Hematopoietic stem cell (HSC) transplantation has been effectively used to manage hematopoietic malignancies and immunodeficiency. Despite the successful use several challenges remain. For autologous transplants, HSCs are routinely isolated from the peripheral blood following mobilization with G-CSF, however many patients that have been treated with chemotherapy are refractory to mobilization. In the allogeneic transplant setting, treatment related toxicity including graft vs. host disease, delayed or failed engraftment, and lack of suitable HLA-matched donors represent major challenges. Umbilical cord blood (CB) cells have great potential as an alternative source of HSCs for individuals who lack a HLA-matched donor, but at present have limited utility because of low HSC numbers per graft leading to delayed recovery. Ex-vivo expansion of HSCs is an attractive strategy to optimize autologous and allogeneic transplantation as engraftment speed (absolute neutrophil count >500/μl) and success correlates positively with HSC dose. For this reason ex-vivo HSC expansion has been a subject of intense research for the past 20 years; however, identification of culture conditions that allow HSC expansion and long-term hematopoietic reconstitution have remained elusive. Recently, several groups have reported that signals other than hematopoietic growth factors, including ligands for G protein-coupled receptors and signaling molecules sensing neighboring cells such as notch may be required for optimal HSC expansion.
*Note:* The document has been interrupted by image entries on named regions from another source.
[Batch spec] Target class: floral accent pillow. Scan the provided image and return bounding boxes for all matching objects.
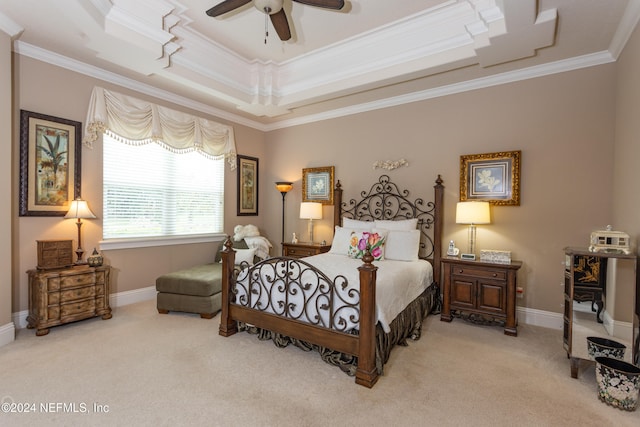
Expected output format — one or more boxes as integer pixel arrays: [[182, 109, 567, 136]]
[[347, 231, 385, 261]]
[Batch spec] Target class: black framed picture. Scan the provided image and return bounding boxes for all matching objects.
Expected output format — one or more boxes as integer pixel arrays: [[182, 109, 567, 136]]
[[302, 166, 335, 205], [237, 155, 258, 216], [19, 110, 82, 216]]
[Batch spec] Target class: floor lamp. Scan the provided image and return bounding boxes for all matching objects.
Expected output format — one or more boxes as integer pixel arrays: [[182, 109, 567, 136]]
[[276, 181, 293, 254], [64, 197, 96, 264]]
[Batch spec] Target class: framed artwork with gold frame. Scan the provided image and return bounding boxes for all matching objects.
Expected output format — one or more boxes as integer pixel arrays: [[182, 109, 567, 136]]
[[302, 166, 335, 205], [19, 110, 82, 216], [460, 151, 521, 206]]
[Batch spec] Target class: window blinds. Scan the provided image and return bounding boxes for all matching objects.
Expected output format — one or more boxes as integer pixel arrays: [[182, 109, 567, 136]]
[[103, 133, 224, 240]]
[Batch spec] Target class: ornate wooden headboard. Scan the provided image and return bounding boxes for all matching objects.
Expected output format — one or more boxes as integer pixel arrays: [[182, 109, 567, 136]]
[[333, 175, 444, 285]]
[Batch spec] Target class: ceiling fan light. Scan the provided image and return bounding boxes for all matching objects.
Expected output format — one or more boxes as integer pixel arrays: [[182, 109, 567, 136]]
[[253, 0, 284, 15]]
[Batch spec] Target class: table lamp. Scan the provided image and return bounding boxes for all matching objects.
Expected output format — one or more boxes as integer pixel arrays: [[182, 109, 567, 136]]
[[456, 202, 491, 260]]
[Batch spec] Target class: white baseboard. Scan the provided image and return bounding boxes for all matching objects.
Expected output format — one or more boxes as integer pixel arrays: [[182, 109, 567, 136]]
[[0, 298, 562, 347], [10, 285, 156, 332], [602, 310, 633, 338], [0, 322, 16, 347]]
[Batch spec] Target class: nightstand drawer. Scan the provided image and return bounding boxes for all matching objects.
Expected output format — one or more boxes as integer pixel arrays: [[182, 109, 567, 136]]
[[451, 265, 507, 280], [60, 286, 96, 302], [60, 272, 96, 289], [440, 258, 522, 336]]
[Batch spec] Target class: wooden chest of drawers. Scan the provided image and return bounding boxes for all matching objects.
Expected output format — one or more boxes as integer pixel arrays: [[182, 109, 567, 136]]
[[440, 258, 522, 336], [27, 266, 111, 336]]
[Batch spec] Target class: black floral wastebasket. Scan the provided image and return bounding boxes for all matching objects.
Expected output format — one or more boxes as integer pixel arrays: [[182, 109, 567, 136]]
[[596, 357, 640, 411]]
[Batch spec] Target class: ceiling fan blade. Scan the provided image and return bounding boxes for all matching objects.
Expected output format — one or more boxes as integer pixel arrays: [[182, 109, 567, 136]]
[[207, 0, 251, 17], [293, 0, 344, 10], [269, 9, 291, 42]]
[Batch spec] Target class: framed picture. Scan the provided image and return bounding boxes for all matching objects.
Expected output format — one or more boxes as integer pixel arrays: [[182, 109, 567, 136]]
[[19, 110, 82, 216], [460, 151, 520, 206], [302, 166, 334, 205], [237, 155, 258, 216]]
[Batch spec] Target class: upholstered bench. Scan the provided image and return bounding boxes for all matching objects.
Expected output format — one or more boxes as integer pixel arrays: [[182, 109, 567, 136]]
[[156, 263, 222, 319]]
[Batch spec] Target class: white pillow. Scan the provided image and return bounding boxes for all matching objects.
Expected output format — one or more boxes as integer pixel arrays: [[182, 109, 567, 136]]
[[375, 218, 418, 231], [342, 218, 374, 230], [384, 230, 420, 261], [348, 230, 387, 261], [329, 225, 355, 255], [235, 248, 256, 265]]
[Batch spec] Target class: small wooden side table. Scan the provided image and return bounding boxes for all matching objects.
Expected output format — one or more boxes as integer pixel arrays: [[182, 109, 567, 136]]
[[440, 258, 522, 336], [282, 242, 331, 258]]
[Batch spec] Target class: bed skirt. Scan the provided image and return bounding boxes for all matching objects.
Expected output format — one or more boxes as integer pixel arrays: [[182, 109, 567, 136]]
[[238, 283, 440, 376]]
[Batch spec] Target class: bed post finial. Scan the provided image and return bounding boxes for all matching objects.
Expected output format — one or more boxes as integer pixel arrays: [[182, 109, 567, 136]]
[[333, 180, 342, 228], [223, 235, 233, 252], [356, 249, 378, 388]]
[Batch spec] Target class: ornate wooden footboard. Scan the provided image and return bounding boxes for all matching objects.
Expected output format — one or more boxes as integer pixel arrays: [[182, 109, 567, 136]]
[[219, 175, 444, 388], [220, 247, 378, 387]]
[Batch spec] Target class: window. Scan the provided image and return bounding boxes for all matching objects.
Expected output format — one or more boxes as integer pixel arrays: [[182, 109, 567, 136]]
[[103, 133, 225, 240]]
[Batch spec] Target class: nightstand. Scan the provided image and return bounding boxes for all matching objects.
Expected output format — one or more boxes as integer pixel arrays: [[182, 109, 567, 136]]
[[282, 242, 331, 258], [440, 258, 522, 336]]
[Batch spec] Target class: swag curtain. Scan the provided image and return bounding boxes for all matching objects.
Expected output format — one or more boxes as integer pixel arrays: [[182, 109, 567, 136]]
[[83, 87, 236, 170]]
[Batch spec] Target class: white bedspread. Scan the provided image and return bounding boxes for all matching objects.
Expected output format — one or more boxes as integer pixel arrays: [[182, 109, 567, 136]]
[[232, 253, 433, 332]]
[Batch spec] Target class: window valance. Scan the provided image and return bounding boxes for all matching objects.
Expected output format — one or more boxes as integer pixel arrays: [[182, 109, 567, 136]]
[[83, 87, 236, 169]]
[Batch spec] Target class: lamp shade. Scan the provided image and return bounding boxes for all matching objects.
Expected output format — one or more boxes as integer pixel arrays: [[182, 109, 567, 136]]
[[276, 181, 293, 193], [300, 202, 322, 219], [456, 202, 491, 224], [64, 198, 96, 218]]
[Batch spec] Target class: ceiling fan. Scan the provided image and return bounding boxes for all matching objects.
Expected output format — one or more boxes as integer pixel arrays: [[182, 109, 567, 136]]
[[207, 0, 344, 43]]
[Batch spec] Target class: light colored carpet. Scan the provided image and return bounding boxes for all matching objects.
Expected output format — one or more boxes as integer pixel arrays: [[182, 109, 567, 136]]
[[0, 301, 640, 427]]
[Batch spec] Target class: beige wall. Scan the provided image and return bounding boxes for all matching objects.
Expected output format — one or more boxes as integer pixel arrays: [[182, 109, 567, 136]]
[[12, 55, 265, 312], [0, 31, 14, 338], [264, 65, 615, 313], [10, 22, 640, 324]]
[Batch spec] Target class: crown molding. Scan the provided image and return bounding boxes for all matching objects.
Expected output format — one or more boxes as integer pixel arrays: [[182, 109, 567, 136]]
[[0, 12, 24, 39], [14, 41, 616, 132], [609, 0, 640, 59], [265, 51, 615, 131], [13, 40, 264, 131]]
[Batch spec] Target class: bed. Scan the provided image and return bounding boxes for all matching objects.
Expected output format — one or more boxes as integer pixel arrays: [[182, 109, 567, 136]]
[[219, 175, 444, 388]]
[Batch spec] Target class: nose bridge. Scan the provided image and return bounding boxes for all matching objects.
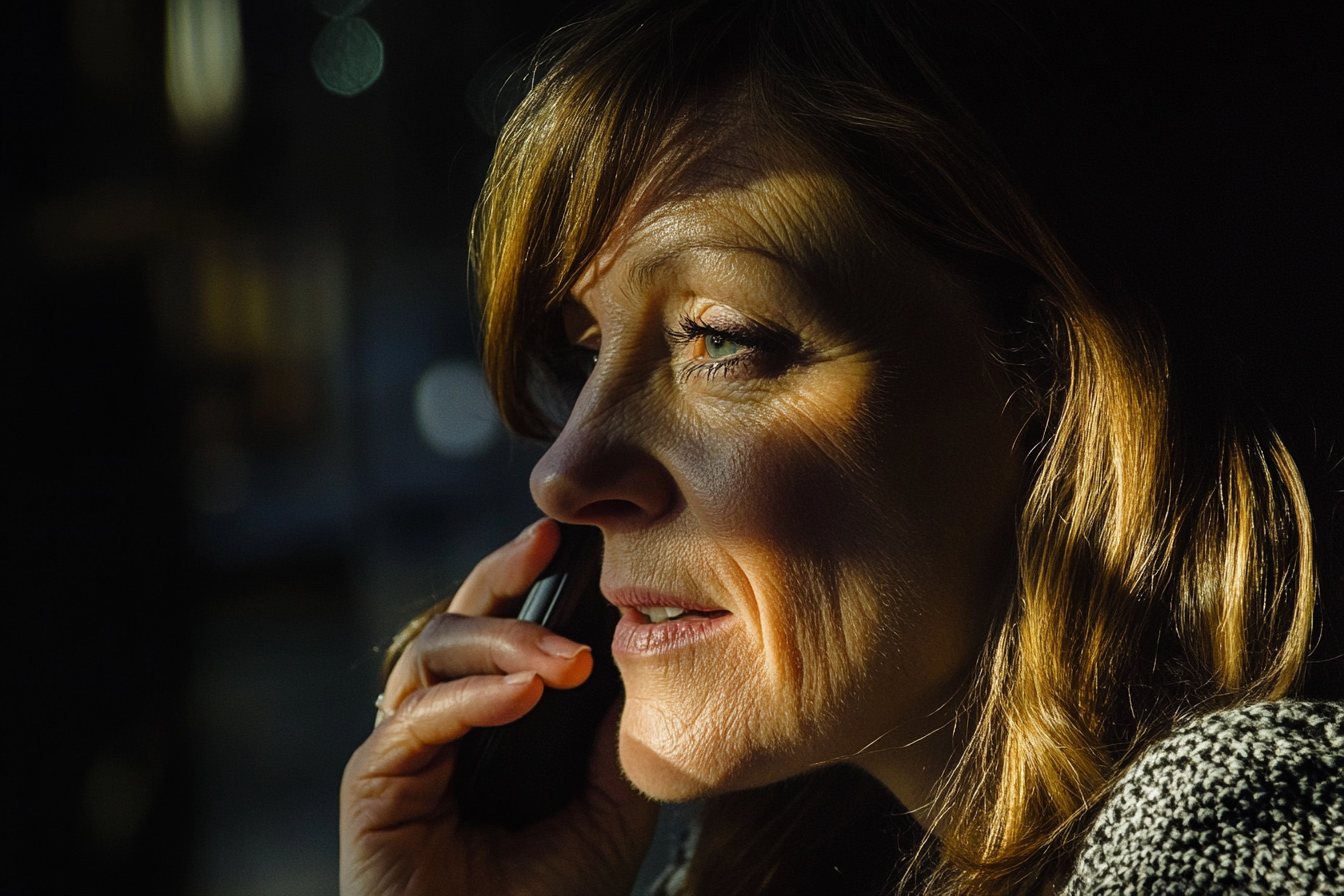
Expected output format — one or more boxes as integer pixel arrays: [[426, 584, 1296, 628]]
[[531, 364, 676, 528]]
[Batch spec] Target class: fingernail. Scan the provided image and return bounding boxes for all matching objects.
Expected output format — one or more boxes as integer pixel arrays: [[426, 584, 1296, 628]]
[[536, 634, 587, 660], [513, 517, 546, 541]]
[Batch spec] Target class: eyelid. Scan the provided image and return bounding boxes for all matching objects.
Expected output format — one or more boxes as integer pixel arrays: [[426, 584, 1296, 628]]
[[667, 316, 800, 377]]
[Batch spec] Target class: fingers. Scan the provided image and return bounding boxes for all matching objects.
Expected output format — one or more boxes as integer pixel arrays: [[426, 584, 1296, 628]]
[[379, 613, 593, 716], [448, 519, 560, 617]]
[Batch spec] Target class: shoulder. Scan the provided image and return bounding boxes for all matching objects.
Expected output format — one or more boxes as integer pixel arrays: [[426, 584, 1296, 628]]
[[1063, 700, 1344, 896]]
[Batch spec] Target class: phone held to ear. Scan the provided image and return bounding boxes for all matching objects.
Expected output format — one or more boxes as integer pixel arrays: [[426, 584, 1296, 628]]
[[454, 523, 621, 830]]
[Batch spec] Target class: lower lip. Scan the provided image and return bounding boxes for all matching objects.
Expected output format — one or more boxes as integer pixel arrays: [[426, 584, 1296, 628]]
[[612, 607, 732, 657]]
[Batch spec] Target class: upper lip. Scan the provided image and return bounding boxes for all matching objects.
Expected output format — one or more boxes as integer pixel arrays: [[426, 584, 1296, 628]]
[[602, 586, 723, 613]]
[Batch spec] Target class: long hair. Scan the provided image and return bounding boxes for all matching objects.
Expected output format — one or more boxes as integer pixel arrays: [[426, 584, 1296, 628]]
[[456, 0, 1316, 893]]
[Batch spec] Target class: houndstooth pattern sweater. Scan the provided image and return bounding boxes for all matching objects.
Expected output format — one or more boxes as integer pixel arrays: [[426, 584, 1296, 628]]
[[1060, 700, 1344, 896]]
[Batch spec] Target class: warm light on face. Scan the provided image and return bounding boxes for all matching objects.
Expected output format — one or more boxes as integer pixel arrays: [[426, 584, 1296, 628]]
[[532, 161, 1017, 799]]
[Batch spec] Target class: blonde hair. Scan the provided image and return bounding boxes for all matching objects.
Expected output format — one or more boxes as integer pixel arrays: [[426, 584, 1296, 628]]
[[446, 0, 1316, 893]]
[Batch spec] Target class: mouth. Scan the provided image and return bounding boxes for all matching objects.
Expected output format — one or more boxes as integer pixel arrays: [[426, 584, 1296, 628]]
[[607, 591, 734, 657]]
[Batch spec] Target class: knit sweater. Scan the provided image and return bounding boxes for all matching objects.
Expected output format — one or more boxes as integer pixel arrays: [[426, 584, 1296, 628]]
[[1060, 700, 1344, 896], [636, 700, 1344, 896]]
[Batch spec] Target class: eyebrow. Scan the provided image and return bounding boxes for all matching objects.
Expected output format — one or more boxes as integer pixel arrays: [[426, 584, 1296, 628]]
[[630, 239, 801, 287]]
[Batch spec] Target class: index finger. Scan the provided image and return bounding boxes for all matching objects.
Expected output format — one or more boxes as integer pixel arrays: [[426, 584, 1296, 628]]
[[448, 517, 560, 617]]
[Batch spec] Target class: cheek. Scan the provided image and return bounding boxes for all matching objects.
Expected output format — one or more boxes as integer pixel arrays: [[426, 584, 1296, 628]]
[[673, 371, 910, 736]]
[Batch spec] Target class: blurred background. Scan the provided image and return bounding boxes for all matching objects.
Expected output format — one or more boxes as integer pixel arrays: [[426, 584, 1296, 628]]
[[0, 0, 1344, 896]]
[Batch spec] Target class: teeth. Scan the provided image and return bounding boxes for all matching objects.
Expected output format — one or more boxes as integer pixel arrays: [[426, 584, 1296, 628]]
[[638, 607, 685, 622]]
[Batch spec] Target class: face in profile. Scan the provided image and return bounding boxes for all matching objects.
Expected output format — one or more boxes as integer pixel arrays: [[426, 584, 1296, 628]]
[[532, 145, 1017, 802]]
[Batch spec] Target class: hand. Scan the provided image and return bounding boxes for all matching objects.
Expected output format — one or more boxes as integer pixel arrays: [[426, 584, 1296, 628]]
[[340, 520, 656, 896]]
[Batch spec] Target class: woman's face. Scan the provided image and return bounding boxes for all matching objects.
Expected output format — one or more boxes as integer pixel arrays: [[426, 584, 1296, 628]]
[[532, 150, 1019, 805]]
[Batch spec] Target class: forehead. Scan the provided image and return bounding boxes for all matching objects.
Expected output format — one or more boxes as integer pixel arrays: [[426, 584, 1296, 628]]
[[574, 165, 852, 296]]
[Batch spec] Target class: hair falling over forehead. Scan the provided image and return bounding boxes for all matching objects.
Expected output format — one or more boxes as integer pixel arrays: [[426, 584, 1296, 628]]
[[459, 0, 1316, 893]]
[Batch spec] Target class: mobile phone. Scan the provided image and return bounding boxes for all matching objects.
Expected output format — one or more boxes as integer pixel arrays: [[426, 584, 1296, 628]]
[[453, 523, 621, 830]]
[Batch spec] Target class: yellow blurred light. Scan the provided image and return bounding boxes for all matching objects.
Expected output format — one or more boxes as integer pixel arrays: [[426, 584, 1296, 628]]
[[165, 0, 243, 142]]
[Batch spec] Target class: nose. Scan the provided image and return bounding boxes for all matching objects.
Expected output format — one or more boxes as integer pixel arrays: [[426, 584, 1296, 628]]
[[531, 380, 677, 533]]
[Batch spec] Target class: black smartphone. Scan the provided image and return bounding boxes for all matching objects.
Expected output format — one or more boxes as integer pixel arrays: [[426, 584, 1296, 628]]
[[453, 523, 621, 830]]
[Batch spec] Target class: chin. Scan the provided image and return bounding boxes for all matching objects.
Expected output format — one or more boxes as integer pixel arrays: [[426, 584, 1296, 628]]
[[620, 725, 718, 803], [618, 697, 790, 802]]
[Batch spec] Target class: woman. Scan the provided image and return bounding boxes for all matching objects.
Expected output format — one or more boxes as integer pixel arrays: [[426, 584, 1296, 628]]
[[343, 0, 1344, 893]]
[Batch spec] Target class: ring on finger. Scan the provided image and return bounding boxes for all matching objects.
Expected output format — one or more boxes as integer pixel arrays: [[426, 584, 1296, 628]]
[[374, 695, 392, 728]]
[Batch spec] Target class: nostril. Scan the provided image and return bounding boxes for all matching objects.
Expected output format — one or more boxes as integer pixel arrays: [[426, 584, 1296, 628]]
[[575, 498, 646, 525]]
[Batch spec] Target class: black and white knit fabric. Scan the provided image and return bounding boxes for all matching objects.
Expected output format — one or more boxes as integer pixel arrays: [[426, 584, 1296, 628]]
[[1060, 700, 1344, 896]]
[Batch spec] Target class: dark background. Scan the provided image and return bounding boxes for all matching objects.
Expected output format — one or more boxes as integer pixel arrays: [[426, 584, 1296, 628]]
[[0, 0, 1344, 896]]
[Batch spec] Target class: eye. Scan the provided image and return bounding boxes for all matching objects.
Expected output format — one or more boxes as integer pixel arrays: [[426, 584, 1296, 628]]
[[668, 317, 797, 377], [700, 332, 747, 360]]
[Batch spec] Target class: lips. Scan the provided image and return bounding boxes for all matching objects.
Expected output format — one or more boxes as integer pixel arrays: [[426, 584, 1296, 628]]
[[603, 588, 734, 657]]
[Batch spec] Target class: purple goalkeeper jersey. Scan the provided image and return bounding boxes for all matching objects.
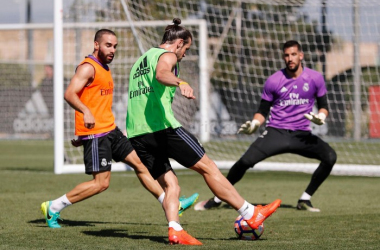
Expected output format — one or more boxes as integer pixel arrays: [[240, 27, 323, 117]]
[[261, 67, 327, 131]]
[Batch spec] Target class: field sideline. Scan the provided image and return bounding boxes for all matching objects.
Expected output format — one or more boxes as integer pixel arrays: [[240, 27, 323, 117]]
[[0, 141, 380, 249]]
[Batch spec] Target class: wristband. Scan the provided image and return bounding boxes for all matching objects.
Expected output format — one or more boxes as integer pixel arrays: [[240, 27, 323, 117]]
[[178, 81, 189, 86], [318, 112, 326, 121]]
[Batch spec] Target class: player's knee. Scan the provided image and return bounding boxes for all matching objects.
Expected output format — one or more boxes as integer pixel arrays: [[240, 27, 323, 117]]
[[96, 180, 110, 193], [239, 157, 256, 170], [323, 150, 338, 167]]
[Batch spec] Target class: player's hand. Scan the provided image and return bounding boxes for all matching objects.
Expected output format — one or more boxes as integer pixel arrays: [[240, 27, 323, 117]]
[[179, 82, 195, 99], [237, 119, 260, 135], [83, 111, 95, 129], [71, 139, 83, 147], [304, 112, 326, 125]]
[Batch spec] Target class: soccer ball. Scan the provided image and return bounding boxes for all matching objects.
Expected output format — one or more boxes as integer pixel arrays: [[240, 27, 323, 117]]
[[234, 215, 264, 240]]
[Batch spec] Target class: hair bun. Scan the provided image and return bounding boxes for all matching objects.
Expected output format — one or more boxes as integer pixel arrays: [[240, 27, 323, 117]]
[[173, 17, 181, 25]]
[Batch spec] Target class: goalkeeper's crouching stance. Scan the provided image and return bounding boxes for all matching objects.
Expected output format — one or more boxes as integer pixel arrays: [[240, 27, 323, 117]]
[[194, 41, 337, 212]]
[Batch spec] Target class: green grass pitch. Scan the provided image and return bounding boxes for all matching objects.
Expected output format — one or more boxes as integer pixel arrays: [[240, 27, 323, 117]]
[[0, 141, 380, 250]]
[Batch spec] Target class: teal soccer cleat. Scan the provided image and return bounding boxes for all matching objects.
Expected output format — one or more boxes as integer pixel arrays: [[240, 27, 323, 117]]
[[41, 201, 62, 228], [178, 193, 199, 216]]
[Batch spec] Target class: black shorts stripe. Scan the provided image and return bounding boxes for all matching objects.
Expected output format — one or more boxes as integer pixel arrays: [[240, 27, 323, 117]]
[[175, 128, 204, 157], [92, 138, 99, 172]]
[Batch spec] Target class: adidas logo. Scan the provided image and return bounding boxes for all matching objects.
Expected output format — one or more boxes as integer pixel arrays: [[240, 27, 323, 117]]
[[133, 57, 150, 79]]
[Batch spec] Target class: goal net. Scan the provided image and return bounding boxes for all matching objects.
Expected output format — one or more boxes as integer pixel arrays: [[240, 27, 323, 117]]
[[0, 0, 380, 175]]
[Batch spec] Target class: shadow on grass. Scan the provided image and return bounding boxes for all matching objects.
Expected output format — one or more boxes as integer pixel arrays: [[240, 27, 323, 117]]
[[28, 219, 168, 227], [218, 202, 296, 209], [82, 229, 243, 244], [82, 229, 168, 243]]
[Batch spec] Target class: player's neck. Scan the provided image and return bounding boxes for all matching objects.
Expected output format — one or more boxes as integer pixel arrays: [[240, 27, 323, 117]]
[[285, 65, 303, 79]]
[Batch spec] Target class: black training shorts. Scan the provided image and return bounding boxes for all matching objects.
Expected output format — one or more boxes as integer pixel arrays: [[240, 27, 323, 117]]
[[83, 127, 133, 174], [130, 127, 205, 179]]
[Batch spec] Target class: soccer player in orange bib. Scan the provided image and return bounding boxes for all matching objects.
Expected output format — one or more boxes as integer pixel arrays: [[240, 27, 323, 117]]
[[41, 29, 198, 228]]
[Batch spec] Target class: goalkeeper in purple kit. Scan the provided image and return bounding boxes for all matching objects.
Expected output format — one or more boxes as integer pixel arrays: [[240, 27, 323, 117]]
[[194, 41, 337, 212]]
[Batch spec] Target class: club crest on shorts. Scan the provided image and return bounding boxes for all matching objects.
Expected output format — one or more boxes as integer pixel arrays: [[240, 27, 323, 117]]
[[100, 158, 107, 167]]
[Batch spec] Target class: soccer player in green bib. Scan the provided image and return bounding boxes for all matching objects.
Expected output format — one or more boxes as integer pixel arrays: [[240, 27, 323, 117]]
[[127, 18, 281, 245]]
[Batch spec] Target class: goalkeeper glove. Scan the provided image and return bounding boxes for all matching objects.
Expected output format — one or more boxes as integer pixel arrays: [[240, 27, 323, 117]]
[[237, 119, 260, 135], [304, 112, 326, 125]]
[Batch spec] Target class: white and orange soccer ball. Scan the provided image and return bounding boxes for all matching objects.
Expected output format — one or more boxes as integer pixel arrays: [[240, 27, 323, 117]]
[[234, 215, 264, 240]]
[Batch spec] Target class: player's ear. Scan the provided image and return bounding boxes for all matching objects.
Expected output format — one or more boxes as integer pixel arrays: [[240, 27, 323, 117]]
[[177, 39, 184, 49], [300, 51, 304, 61], [94, 41, 99, 50]]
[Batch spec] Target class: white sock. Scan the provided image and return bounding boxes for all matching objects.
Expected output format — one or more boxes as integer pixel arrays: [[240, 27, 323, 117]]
[[157, 192, 165, 204], [214, 196, 222, 203], [50, 194, 71, 213], [169, 221, 183, 231], [300, 192, 311, 200], [238, 201, 255, 220]]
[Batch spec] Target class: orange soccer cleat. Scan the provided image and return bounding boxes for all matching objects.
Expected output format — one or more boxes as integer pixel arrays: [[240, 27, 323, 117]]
[[169, 227, 202, 246], [246, 199, 281, 229]]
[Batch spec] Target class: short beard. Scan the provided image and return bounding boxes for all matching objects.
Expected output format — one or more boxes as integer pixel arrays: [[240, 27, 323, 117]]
[[286, 64, 300, 72], [98, 49, 113, 64]]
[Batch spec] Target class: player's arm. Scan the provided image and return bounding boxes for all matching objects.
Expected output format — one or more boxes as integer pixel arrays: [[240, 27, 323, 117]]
[[64, 63, 95, 129], [156, 53, 195, 99], [305, 94, 329, 125], [238, 99, 272, 135]]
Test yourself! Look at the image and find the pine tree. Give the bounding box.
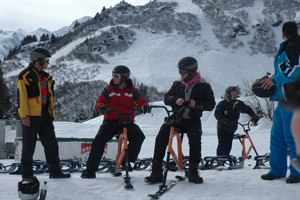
[0,65,11,119]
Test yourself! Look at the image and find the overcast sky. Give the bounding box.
[0,0,150,32]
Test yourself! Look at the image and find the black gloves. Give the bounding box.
[98,106,109,115]
[251,115,259,124]
[182,101,190,106]
[142,104,151,114]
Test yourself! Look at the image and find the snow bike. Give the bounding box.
[234,120,269,169]
[201,120,268,170]
[109,108,142,189]
[148,106,203,199]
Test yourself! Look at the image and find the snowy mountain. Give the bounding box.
[0,16,91,60]
[2,0,300,121]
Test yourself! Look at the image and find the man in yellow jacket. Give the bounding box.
[17,47,71,179]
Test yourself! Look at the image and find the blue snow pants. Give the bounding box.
[269,103,300,177]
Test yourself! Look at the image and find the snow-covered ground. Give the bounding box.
[0,99,300,200]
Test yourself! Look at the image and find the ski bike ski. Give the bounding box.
[145,106,203,199]
[201,120,269,170]
[109,108,142,189]
[148,181,176,199]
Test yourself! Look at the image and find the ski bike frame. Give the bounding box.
[151,106,203,189]
[234,120,258,160]
[109,108,142,188]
Manipulation of signaling pathways using low molecular weight (LMW) compounds represents an alternative approach that can be exploited to regulate ex-vivo HSC expansion. To identify such compounds, we developed and performed an unbiased high-throughput screen for small molecules that regulate HSC self-renewal. The assay took advantage of advances in screening technology developed at GNF that permit low volume (10uL) screens to be conducted in massively parallel fashion using advanced automation and imaging technologies. These advances allow screens to be conducted on purified human CD34+ HSCs isolated from normal donors and circumvent a major limitation of the field- a lack of a suitable cell line model for human HSCs. From this screen we identified a small molecule (SR1) that regulates HSC self-renewal. Mobilized peripheral blood (mPB) CD34+ HSCs cultured with SR1 for 14 days had a ten-fold increase in the number of CD34+ cells compared to cultures without compound. The expansion of mPB CD34+ cells with SR1 for 1 week was associated with increased numbers of mixed (GM and GEMM) colony forming cells (CFC) and a 9-fold increase in the number of 4 week cobblestone area forming cells (CAFC). In the NOD-SCID repopulation assay, mPB CD34+ cells expanded with SR1 for 4 days displayed >2-fold higher levels of engraftment compared to control cultures and uncultured cells. These data suggest that SR1 promotes the net expansion of NOD-SCID repopulating cells.
To explore the utility of SR1 for expansion of CB HSC, CD34+ cells were isolated from CB and cultured in the presence or absence of SR1 for up to five weeks. Remarkably, SR1 supported the sustained growth of CB HSCs with >100-fold increased numbers of CD34+ cells and CD34+CD133+CD38− cells compared to control cultures (Figure 1). In vitro assays of cord blood CD34+ cells expanded for 5 weeks with SR1 showed a 65-fold increase in total CFC and >1000-fold increase in the number of GEMM CFC compared to control cultures. NOD-SCID repopulating experiments of expanded cord blood HSC are in progress. These results demonstrate that high throughput screening of LMW compound libraries is a viable approach to find novel regulators of HSC self-renewal and identify a compound class that greatly facilitates ex-vivo expansion of HSCs.
Disclosures: Boitano:Novartis: Employment. Schultz:Novartis: Employment. Cooke:Novartis: Employment.